It probably wouldn’t be too hard to find a teacher in each of the 50 states to say that their state is the best for teaching. After all, there are countless things that factor into what kind of job environment is best for a particular individual.
But if you’re reading this, you’re probably looking to further your teaching career through a J-1 Visa Exchange Visitor Program like Teach USA—which means that the cultural and educational environment of your future teaching position is likely far more important than for an American teacher.
For those who may not know much about the 50 states but are interested in teaching in the U.S. on a J-1 Visa for teachers, below are a few things to keep in mind.
Go to the Coasts to Catch the Most Vistas
For an international teacher like yourself, finding the best way to maximize your exchange experience is likely more important than knowing whether or not a state’s teaching salary will beat inflation in the next decade.
By working in a populous coastal region, you will have the opportunity to learn and engage with the most people possible. You’ll also be more likely to teach a class of students offering you a full picture of the country’s diversity.
Whereas larger states like Nevada and Texas have diverse populations dispersed across a large area, culturally diverse cities with dense urban environments tend to be located in states on the Atlantic and Pacific coasts. Not surprisingly, these states are also the most likely to be recognized by international visitors: New York, New Jersey, Maryland, and California.
If the goal of your exchange program is to experience the most diversity and engage with the most people possible during your time in the U.S., the populous coastal regions are a good place to start.
Stretch Your Dollars Further in the Heartland
Though every state uses the same U.S. dollars, what those dollars can actually buy will vary considerably across states in the same way as cost-of-living between countries.
Because you will have a limited program duration as an international teacher and may want to utilize some of your existing savings throughout your program, it might be worth considering how far the money you have now will go in a particular state before considering what you might be expected to earn during your program.
This is very important to keep in mind when considering states in coastal regions which are known for higher costs of living as well as higher levels of cultural diversity.
After adjusting for cost of living, less-expensive midwest states like Michigan and Illinois have been found to actually compensate their teachers better than higher-paying states on the coasts.
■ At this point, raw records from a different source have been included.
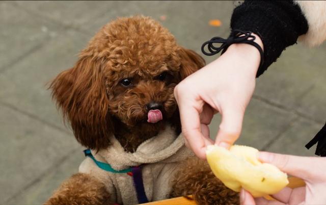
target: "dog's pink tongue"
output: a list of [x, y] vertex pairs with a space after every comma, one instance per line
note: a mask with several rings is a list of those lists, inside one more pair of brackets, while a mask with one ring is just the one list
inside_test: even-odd
[[159, 110], [151, 110], [147, 115], [147, 121], [150, 123], [156, 123], [163, 119], [162, 113]]

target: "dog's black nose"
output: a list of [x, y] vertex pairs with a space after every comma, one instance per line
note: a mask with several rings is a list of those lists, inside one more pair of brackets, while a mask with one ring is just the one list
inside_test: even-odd
[[162, 109], [162, 105], [160, 103], [152, 102], [150, 102], [146, 106], [147, 110], [161, 110]]

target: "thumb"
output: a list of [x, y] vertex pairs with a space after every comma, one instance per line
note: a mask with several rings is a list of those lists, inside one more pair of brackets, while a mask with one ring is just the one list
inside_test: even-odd
[[216, 144], [228, 149], [234, 143], [241, 133], [244, 114], [232, 109], [223, 111]]
[[259, 152], [258, 159], [262, 162], [271, 164], [281, 171], [292, 176], [308, 180], [311, 177], [312, 159], [316, 158]]

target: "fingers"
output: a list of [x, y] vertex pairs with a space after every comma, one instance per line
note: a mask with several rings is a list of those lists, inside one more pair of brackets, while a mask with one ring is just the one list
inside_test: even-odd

Michigan, in particular, generally has some of the lowest costs of living in the country which makes it a good choice for more frugal-minded international teachers.
Don’t Fly Over If You Want to Be a Trailblazer
Regardless of the many learning opportunities for international teachers when they come to the U.S., most program participants are chosen based on the considerable teaching experience they already have.
And if you’re an already-experienced teacher who is interested in having the greatest possible cultural or educational impact on your students, it might be a good idea to head toward states in the middle of the country with lower population densities where people tend to live further apart.
Because coastal regions and big cities already attract talent from all other the world, your experience and qualifications as an international teacher will have the greatest impact on students who otherwise wouldn’t benefit from such a high level of instruction. A group of students from a more remote and less-populous state like Arizona, Nevada, or Alabama are most likely to benefit from a highly-qualified international teacher such as yourself.
In other words, to truly make the most impact, try not to think of where it would be best for you—think instead of where you could benefit your students the most.
Know Yourself to Know the Best Place for You
Whatever your situation, you know it best. The best state for teaching in your case might be based on a specific factor, or a combination of factors, not mentioned in these guidelines.
For instance, a math teacher from a Spanish-speaking country may feel more comfortable living in a southern state with a high Spanish-speaking population whereas someone coming to teach Spanish in the U.S. may prefer to go to a state where the need for Spanish-language teachers is higher.
If you know that your situation is unique, keep searching! The best state for you may not have been mentioned here and may not be one that you have thought of before. We hope that some of the points and resources here will help you get a better sense of what to expect.
After you have determined that you satisfy the teaching standards of the U.S. state in which you wish to teach and have a formal written offer from a U.S. primary or secondary school, you will be ready to apply for the Teach USA program.
Applications open for the coming school year on April 1st of each year. Complete applications (from teacher and host school) need to be received no later than July 15th. Teachers should begin their programs at the beginning of the academic year in August or September, but may be considered during the school year under special circumstances.